По весне Иван Павлович Хохлов затомился, стал нервничать и проявлять нетерпеливость. Дело было не в картофельных очистках, жаренных на кокосовом масле с сахарином, не в желудевой настойке, сменившей последние запасы настоящего кофе мокка, не в селедочных хвостах, подававшихся к столу вместо соли, не в этом грустном и все же патетическом меню революции; не в отсутствии топлива, не в том, что электричество отпускали всего на два часа в день, и даже не в молчаливой мольбе Татьяны Петровны, замученной очередями, непривычным физическим трудом и слухами. Ведь с наступлением весны и близостью лета материальные бедствия значительно уменьшались: из пригородных деревень понавезли в Петербург овощей, и, кроме того, Хохловы арендовали на кооперативных началах с другими жильцами своего дома большой огород на Крестовском острове, посадили картошку, турнепс и морковь-каротель. Акционерное общество, в котором директорствовал Иван Павлович, как-то само собой превратилось в пустоту. Иван Павлович остался не у дел. Он ежедневно проводил несколько часов на огороде, окапывая грядки и выпалывая сорную траву. Для охраны огорода от расхищения кооператоры наняли (по рекомендации Ивана Павловича) за небольшой процент с урожая бывшего студента Вовку ночным сторожем. Вовка, перешагнувший к этому году за сорок лет, поселился в небольшой купальной будке на краю огорода и поставил в ней железную печурку-буржуйку, которую, впрочем, ни разу не затопив ввиду весенней погоды, вскоре продал одному из огородных кооператоров за дополнительный процент с картофельного урожая. На ночь Вовка раскладывал походную койку, вешал на шею детский свисток с переливами, клал под койку свою студенческую шпагу и ложился читать при свете ночника романы Боборыкина, прикрыв ноги старой клеенчатой скатертью — на случай дождя, — так как от колен и ниже они не умещались в купальной будке и высовывались наружу.
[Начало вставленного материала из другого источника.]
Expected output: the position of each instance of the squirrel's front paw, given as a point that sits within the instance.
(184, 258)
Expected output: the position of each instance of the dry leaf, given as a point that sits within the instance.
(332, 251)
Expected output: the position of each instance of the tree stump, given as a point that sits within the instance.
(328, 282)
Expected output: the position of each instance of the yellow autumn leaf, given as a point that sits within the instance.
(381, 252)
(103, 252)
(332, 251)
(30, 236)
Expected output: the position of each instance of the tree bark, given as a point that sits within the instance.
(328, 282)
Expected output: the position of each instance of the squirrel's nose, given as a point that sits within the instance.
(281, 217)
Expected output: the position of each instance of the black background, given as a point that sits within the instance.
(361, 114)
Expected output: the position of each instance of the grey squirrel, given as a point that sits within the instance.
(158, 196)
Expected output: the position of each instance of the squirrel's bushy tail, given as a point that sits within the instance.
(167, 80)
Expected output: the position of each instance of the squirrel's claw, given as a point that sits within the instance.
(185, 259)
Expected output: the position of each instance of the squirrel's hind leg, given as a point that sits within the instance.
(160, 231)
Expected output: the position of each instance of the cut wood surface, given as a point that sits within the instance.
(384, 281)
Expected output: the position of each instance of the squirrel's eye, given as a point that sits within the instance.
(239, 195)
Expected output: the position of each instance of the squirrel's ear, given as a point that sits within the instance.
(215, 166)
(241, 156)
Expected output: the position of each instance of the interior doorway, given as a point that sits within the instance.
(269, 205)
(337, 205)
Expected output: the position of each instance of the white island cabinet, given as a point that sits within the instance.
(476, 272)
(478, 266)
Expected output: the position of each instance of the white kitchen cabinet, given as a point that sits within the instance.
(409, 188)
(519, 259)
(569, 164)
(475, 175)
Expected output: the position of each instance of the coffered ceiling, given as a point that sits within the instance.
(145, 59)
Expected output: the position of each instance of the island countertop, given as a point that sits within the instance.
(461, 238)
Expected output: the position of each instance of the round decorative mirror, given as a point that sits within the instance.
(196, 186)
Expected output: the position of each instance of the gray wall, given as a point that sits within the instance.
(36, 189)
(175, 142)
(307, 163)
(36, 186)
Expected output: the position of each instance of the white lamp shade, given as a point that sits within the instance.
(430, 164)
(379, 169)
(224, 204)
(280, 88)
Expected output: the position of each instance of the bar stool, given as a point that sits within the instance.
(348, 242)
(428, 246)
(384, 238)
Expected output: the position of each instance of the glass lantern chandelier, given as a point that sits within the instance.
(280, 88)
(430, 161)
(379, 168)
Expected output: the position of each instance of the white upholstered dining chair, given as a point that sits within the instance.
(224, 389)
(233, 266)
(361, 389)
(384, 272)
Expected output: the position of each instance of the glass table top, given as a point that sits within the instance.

При создавшихся условиях Вовка считал себя вполне обеспеченным человеком, материально и духовно, тем более что романов Боборыкина имелось еще несметное количество и за ними мерещились Потапенко и Иероним Ясинский, а исторические события и вся революция с вытекающими из нее последствиями не представляли для Вовки никакой загадки — все объяснялось биографическим недоразумением в семействе Ленина: не того брата повесили. Когда все кажется простым и ясным, когда нет мучительных недоумений, жизнь может быть прекрасной и легкой даже в купальной будке, с высунутыми наружу ногами: Диоген довольствовался бочкой.
3-го марта Россия окончательно вонзила штыки в землю и через Брест-Литовск вышла из мировой войны. Офицеры формировали белые отряды, солдаты неудержимо откатывались с фронтов в глубь бушевавшей страны. Солдаты несли в свои деревни, в города и села беспризорные пулеметы, ручные гранаты, винтовки, голодные рты, босые ноги, вшивые, тифозные шинели, жгли помещичьи усадьбы, выжигали дворянские гнезда, грабили лавки, склады, лабазы, били скот.
Кроме картошки, турнепса и каротели, Иван Павлович еще взращивал лук на подоконнике своей квартиры на Фурштадской — в самодельных узеньких ящиках. Таким образом, продовольственный вопрос не особенно беспокоил Хохлова. Проблема отопления и освещения разрешалась сама собой с наступлением тепла и белых петербургских ночей. Вообще, несмотря на свой возраст, Иван Павлович с презрением относился к материальным лишениям, справедливо и с большой долей выносливости утверждая, что не одним хлебом сыт человек. Что же касается до комиссарской деятельности Коленьки, то ведь Иван Павлович всегда оставался сторонником полной независимости убеждений и в те редкие часы, которые Коленька проводил на Фурштатской, Иван Павлович непременно вступал с ним в ожесточенные споры для того только, чтобы этим подчеркнуть демократический принцип свободного обмена мнений.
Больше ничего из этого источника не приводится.